In Lat v. Farmers New World Life Ins. Co. (No. B282008, filed 10/16/18), a California appeals court held that the notice-prejudice rule precluded a denial of life insurance benefits based on the insured’s failure to give notice of disability as required under a disability premium waiver rider.
In Lat, premiums for the insured’s life insurance policy were accumulated in an account from which the cost of the insurance was deducted monthly. If the account balance fell below the next month’s deductions, a 61-day grace period was triggered, after which the policy lapsed with no right of reinstatement. The policy also attached a waiver of deduction rider providing that if the insured submitted proof of total disability, the monthly deductions would be waived. The insured was required to give written notice during the period of disability “unless it can be shown that notice was given as soon as reasonably possible.”
The insured became disabled in August 2012 and stopped paying. In May 2013 the insurer sent notice that the accumulated amount was insufficient to pay the next monthly deduction and the policy would lapse at the end of the grace period, on July 20, 2013. A second letter was sent a month later. On July 23, 2013, notice was sent that the grace period had expired and the policy was no longer in force.
In August 2013 the insured contacted her agent, who notified the insurer of the disability and requested reinstatement. Reinstatement was turned down and the insured died in September. Her beneficiaries made a claim, then sued alleging bad faith and agent negligence when the claim was denied.
Although the trial court granted summary judgment for the insurer the appeals court reversed, saying that notice of the disability was excused under the notice-prejudice rule. The court said “[t]he policy included a ‘Waiver of Deduction Rider’ (the Rider), which provided that if Farmers ‘receive[d] proof that [the insured was] totally disabled,’ Farmers would ‘waive the monthly deductions due after the start of and during [the insured’s] continued total disability.’ … The deduction waiver is thus based upon the occurrence of [the insured’s] total disability.”
After citing cases applying the notice-prejudice rule to occurrence-based insurance, the Lat court stated that: “Under the Rider in this case, there could be no deduction from [the insured’s] accumulation account while she was totally disabled, provided she gave Farmers timely notice and proof of her disability. There is no dispute that [she] was totally disabled while the policy was in force and that she would have been entitled to the deduction waiver benefit under the Rider if she had given Farmers timely notice of her disability. Under a straightforward application of the notice-prejudice rule, Farmers could not deny [the insured] the benefit of the deduction waiver unless Farmers suffered actual prejudice from the delayed notice. Farmers has made no such showing and, therefore, [the insured] was entitled to the deduction waiver benefit. If Farmers had provided that benefit, [the insured’s] policy would have been in force at the time of her death. Indeed, the only reason Farmers terminated [the] policy was that it applied the deductions it had promised [the insured] it would waive.”

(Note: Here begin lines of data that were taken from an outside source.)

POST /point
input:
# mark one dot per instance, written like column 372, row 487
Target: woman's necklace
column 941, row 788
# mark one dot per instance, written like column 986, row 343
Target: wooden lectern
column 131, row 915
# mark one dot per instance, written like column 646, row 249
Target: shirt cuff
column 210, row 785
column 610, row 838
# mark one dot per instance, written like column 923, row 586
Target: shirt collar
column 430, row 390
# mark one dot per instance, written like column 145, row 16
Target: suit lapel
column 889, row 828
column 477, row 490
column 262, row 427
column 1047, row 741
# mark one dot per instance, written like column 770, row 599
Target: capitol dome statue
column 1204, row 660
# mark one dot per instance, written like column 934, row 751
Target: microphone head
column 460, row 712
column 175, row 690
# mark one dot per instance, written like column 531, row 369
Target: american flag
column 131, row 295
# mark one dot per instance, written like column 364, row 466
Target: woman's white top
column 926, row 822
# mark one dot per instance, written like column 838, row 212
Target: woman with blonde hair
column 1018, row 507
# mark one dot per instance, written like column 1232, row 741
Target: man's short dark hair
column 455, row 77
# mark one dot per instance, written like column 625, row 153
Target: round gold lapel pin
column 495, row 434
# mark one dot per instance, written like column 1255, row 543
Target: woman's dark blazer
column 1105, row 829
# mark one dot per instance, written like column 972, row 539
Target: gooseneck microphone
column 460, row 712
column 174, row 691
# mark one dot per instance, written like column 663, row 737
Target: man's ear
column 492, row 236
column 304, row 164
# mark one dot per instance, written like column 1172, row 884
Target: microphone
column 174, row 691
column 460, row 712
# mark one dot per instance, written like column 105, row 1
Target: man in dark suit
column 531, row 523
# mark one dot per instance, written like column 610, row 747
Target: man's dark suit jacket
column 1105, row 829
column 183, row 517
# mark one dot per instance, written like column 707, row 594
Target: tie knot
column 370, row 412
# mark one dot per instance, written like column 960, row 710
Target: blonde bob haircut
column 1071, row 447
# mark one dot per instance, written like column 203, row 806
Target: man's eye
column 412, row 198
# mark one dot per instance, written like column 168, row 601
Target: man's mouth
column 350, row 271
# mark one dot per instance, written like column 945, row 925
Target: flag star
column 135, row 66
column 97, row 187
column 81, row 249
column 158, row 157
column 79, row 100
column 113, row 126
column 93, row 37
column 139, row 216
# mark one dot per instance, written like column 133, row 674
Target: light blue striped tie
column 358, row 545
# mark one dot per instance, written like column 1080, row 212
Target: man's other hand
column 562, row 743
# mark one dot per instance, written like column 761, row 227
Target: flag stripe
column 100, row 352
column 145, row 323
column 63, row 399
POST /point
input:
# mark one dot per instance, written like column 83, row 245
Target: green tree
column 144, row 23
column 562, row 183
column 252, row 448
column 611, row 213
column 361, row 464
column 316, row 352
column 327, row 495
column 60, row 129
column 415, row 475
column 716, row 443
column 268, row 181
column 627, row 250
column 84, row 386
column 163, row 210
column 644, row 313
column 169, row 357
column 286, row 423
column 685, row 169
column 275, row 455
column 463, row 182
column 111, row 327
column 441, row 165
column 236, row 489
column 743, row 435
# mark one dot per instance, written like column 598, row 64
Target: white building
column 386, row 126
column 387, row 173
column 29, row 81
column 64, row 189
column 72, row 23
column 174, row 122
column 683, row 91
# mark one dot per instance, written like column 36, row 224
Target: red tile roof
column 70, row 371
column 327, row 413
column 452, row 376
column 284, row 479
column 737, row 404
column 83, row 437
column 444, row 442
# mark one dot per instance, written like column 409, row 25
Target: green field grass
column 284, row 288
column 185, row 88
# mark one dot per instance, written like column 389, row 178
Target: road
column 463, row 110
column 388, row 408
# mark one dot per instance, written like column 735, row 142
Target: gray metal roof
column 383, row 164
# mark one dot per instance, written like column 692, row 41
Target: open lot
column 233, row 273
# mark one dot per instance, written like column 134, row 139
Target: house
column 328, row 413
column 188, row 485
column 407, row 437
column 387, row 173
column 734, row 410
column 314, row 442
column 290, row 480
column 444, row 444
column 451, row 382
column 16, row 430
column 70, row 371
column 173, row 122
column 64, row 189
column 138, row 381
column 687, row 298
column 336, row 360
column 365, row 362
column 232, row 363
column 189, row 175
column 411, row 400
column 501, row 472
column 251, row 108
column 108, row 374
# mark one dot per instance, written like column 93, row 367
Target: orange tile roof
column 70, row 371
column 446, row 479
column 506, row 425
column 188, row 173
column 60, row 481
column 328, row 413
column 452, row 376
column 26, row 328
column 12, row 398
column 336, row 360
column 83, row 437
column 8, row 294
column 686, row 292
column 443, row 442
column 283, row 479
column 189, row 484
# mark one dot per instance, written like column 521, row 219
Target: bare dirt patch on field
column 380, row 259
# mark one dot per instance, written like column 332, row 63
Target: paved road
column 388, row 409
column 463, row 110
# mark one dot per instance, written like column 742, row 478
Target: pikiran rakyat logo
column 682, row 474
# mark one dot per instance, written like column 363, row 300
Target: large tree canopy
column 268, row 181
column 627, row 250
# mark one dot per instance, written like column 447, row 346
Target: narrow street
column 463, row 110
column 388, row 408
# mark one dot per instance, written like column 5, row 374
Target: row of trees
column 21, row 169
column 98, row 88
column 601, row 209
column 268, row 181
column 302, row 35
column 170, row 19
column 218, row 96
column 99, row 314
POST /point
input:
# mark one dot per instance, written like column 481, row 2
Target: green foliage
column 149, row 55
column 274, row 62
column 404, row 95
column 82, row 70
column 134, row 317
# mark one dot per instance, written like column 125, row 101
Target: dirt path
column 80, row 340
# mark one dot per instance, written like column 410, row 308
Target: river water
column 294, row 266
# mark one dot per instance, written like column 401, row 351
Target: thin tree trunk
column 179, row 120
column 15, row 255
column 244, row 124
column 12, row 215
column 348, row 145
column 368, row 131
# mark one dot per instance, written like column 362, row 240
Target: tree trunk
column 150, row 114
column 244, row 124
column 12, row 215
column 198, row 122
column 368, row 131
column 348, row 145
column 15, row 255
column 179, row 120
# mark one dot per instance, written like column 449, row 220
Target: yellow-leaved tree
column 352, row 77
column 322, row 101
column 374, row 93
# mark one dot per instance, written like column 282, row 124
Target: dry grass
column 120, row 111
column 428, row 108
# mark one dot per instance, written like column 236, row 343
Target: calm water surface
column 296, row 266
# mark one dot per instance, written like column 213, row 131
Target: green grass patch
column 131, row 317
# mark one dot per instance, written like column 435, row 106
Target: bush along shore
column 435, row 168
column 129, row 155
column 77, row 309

The court rejected any analogy to claims-made insurance, which is not subject to the notice-prejudice rule, saying that the insured’s policy “is an occurrence policy as to coverage for her disability as well as coverage for her death. Applying the notice-prejudice rule in this instance would not, therefore, transform a claims made and reported policy into an occurrence policy or … effectively rewrite the contract between the parties. [] Rather, applying the rule here would serve its purpose of preventing an insurance company from shielding itself from its ‘contractual obligations’ through ‘a technical escape-hatch.’”
The Lat court also found the insurer’s secondary argument circular, that once the policy lapsed the insured could no longer stand on the waiver provision, because the court concluded that the policy should not have lapsed in the first instance.
While the Lat court cited cases for the proposition that prejudice can be a question of fact, the court’s statements that the waiver would have applied automatically on notice of disability appeared to leave the insurer little room to nonetheless prove prejudice on the reversal of summary judgment.